Summer Preparatory Reading
There are one or two things students should do in preparation for this module over the summer. And please don't miss the "and finally" section at the bottom: in many ways, actually, that's the most important thing here.
The first, most obviously, is to begin to explore the range of poets that this module covers, from Sappho and Alcaeus through to Timotheus.
These poets’ extant works are most easily accessible in the five volumes of Greek Lyric Poetry (ed. Campbell) and the extra two volumes covering Pindar (ed. Race), in the Loeb Classical Library (available online of course). There is a convenient, if highly idiosyncratic, translation by Martin West in the Oxford World’s Classics Series. Additionally, there is an accessible and attractive translation of Pindar’s victory odes by Nisetich, Pindar’s Victory Songs.
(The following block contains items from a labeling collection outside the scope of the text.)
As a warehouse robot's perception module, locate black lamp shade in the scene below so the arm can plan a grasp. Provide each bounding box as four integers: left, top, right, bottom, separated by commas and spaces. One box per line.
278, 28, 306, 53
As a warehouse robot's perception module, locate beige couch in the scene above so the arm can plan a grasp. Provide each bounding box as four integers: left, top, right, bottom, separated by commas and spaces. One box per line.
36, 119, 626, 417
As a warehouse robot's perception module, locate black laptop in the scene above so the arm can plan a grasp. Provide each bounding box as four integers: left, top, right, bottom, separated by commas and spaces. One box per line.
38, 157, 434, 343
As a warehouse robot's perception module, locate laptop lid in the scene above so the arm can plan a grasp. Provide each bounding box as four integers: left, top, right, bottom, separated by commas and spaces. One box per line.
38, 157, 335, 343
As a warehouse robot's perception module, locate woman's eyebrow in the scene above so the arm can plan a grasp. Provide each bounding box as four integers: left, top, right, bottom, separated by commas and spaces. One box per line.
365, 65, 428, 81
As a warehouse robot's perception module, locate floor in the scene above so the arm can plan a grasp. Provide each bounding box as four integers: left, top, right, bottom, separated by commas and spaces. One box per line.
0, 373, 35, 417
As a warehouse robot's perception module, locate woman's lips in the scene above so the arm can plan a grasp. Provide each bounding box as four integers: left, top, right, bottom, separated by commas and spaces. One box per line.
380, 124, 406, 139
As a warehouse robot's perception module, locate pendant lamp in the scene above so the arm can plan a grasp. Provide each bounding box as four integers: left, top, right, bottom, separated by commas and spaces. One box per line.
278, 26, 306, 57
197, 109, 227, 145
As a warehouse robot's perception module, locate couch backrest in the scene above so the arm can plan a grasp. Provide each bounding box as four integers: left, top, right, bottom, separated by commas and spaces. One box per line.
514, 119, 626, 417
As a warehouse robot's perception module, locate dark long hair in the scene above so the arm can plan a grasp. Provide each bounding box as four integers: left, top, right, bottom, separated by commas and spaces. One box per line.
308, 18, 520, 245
For Sappho, the prescribed translation is by Anne Carson, If Not, Winter. (Current first-year students will have had access to and experience of some of this material already via Greek Culture and Society).
NB Classics students taking this module as a Greek-text option must make headway in reading the set texts over the summer vacation, starting with Budelmann’s Green and Yellow edition, Greek Lyric: A Selection, which you will need to purchase.
Primary Texts to be studied in translation:
prescribed translations are West (OUP) and Carson, If Not, Winter for Sappho; supplemented – via course extracts – by excerpts from Nisetich for Pindar, Victory Odes; Race for Pindar, fragments; and Campbell (Loeb) for Bacchylides and Timotheus; Loebs are of course available online also.
Archilochus, fragments; Stesichorus, fragments; Sappho, fragments 1, 2, 16, 31, 55, 96, 105a plus New Sappho fragments published since 2009 ('Tithonus' and 'Brothers' poems); Alcaeus fragments 42 Voigt, 130B Voigt, 140 Voigt, 326, 332, 333, 350; Ibycus fragments 282a (=S151), 286. 287; Anacreon fragments 357, 358, 359, 395, 413, 417; Simonides fragments 531, 543, 581; Bacchylides Ode 5 and fragment 20B; Pindar, Olympians 1 and 6, Pythians 1 and 8, Nemean 8, Paean 9, and fragment 123; Timotheus, Persae.
Primary Texts, Original Greek (for Q800/Q801):
Knowledge of all the above in translation, plus specific knowledge of the following in the original Greek:
Sappho fragments 1, 2, 16, 31, 55, 96, 105a, plus New Sappho Tithonus poem (fragment 58); Alcaeus fragments 140 Voigt, 326, 332, 333, 350; Stesichorus, Geryoneis fr. 19 lines 31–47; Ibycus fragments 282a (=S151) and 286; Anacreon fragments 357, 358, 359, 395, 413, 417; Simonides fragments 531, 543, 581; Bacchylides Ode 5; Pindar, Olympian 1, Nemean 8, Paean 9, and fragment 123.
The second is to begin to familiarize yourself with some of the parameters and scholarly disputes governing research in this field.
Helpful surveys include articles in Felix Budelmann’s The Cambridge Companion to Greek Lyric (Cambridge, 2009) - again, available online via the library.
For an orientation towards controversies in contemporary research, please see the introduction to Budelmann and Phillips (eds.) Textual Events: Performance and the Lyric in Early Greece (Oxford, 2018) – available electronically via the library.
Background reading is also provided by the introduction to Budelmann’s 2018 commentary Greek Lyric: A Selection (Cambridge).
You might like to consider the recent - and still ongoing - controversy about the provenance, transmission, and publication of some of this material - see e.g. https://www.theguardian.com/news/2020/jan/09/a-scandal-in-oxford-the-curious-case-of-the-stolen-gospelLink opens in a new window and https://www.theatlantic.com/magazine/archive/2020/06/museum-of-the-bible-obbink-gospel-of-mark/610576/Link opens in a new window. You might like to start to consider why it is that some people, seemingly, have thought it ok to behave like this; and start to think about what is at stake in assuming this kind of attitude to the material remains of Classical antiquity, and its authors. See also now https://bmcr.brynmawr.edu/2022/2022.05.25/.
Because part of what makes this module tick is not simply the close-reading of fabulous but fragmentary pieces of lyric poetry from a lost past, but the broader, often complex, often controversial, frames of reference – disciplinary in terms of what makes Classics what it is; aesthetic; even ethical – in which such reading activity is taking place right now.